Esok harinya di sekolah.
Chandika dengan wajah datar melangkah di koridor menuju kamar mandi. Tiba-tiba saja dia ingin buang air kecil.
Namun, dia tidak menyadari jika seseorang sedang mengikutinya dari belakang.
Setelah masuk ke kamar mandi dia masuk ke dalam salah satu bilik kamar mandi. Dia mulai melakukan ritual buang air kecil dengan wajah yang memerah. Untung saja dia berada di badan suaminya sendiri.

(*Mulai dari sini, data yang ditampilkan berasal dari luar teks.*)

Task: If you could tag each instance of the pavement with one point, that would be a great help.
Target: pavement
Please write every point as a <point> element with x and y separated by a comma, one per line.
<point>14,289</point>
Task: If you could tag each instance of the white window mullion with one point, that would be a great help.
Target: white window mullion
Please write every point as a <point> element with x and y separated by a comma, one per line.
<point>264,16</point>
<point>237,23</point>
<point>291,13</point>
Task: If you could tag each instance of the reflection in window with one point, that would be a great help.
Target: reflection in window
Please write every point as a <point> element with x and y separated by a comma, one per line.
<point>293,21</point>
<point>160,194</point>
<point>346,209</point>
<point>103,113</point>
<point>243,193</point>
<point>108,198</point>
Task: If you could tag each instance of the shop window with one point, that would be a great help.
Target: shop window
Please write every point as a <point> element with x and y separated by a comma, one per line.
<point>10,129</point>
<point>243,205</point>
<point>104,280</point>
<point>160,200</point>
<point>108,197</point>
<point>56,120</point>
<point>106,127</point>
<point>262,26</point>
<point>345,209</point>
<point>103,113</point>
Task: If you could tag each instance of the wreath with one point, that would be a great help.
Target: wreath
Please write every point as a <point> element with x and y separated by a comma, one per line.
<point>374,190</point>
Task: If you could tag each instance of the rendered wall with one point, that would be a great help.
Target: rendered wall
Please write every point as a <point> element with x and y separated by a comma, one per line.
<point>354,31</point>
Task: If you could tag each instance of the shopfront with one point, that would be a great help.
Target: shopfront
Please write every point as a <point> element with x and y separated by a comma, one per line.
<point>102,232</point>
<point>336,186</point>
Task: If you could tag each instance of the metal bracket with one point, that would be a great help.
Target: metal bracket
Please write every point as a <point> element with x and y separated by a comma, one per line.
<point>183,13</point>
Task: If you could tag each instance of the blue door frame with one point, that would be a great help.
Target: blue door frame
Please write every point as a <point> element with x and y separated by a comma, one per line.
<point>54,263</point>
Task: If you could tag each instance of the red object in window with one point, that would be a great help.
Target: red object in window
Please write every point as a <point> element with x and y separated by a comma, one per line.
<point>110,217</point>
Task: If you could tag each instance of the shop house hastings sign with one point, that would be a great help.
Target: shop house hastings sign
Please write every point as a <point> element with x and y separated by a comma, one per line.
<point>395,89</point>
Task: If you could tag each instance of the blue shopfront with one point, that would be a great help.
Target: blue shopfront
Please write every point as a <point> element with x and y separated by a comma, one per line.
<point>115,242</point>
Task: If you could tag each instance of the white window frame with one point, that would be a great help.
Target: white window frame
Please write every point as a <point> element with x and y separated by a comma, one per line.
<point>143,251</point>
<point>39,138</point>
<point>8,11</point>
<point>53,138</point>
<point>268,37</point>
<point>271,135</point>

Setelah merasa lega dan kembali memakai kembali celananya, Chandika keluar dari kamar mandi dan menuju wastafel untuk mencuci tangan.
"Hai."
Chandika kaget ketika mendengar suara perempuan yang menyapa dan langsung berbalik. Dia melihat jika Siska tengah berdiri di depan pintu. Bagaimana bisa seorang perempuan ada di kamar mandi laki-laki? Dia tidak salah masuk kamar mandi, kan?
Kamar mandi terlihat sepi. Hanya ada Chandika dan Siska.
"Ngapain lo di sini?" tanya Chandika dengan suara datar.
"Kamu tidak ingat dengan aku, sayang?" ucap Siska tersenyum.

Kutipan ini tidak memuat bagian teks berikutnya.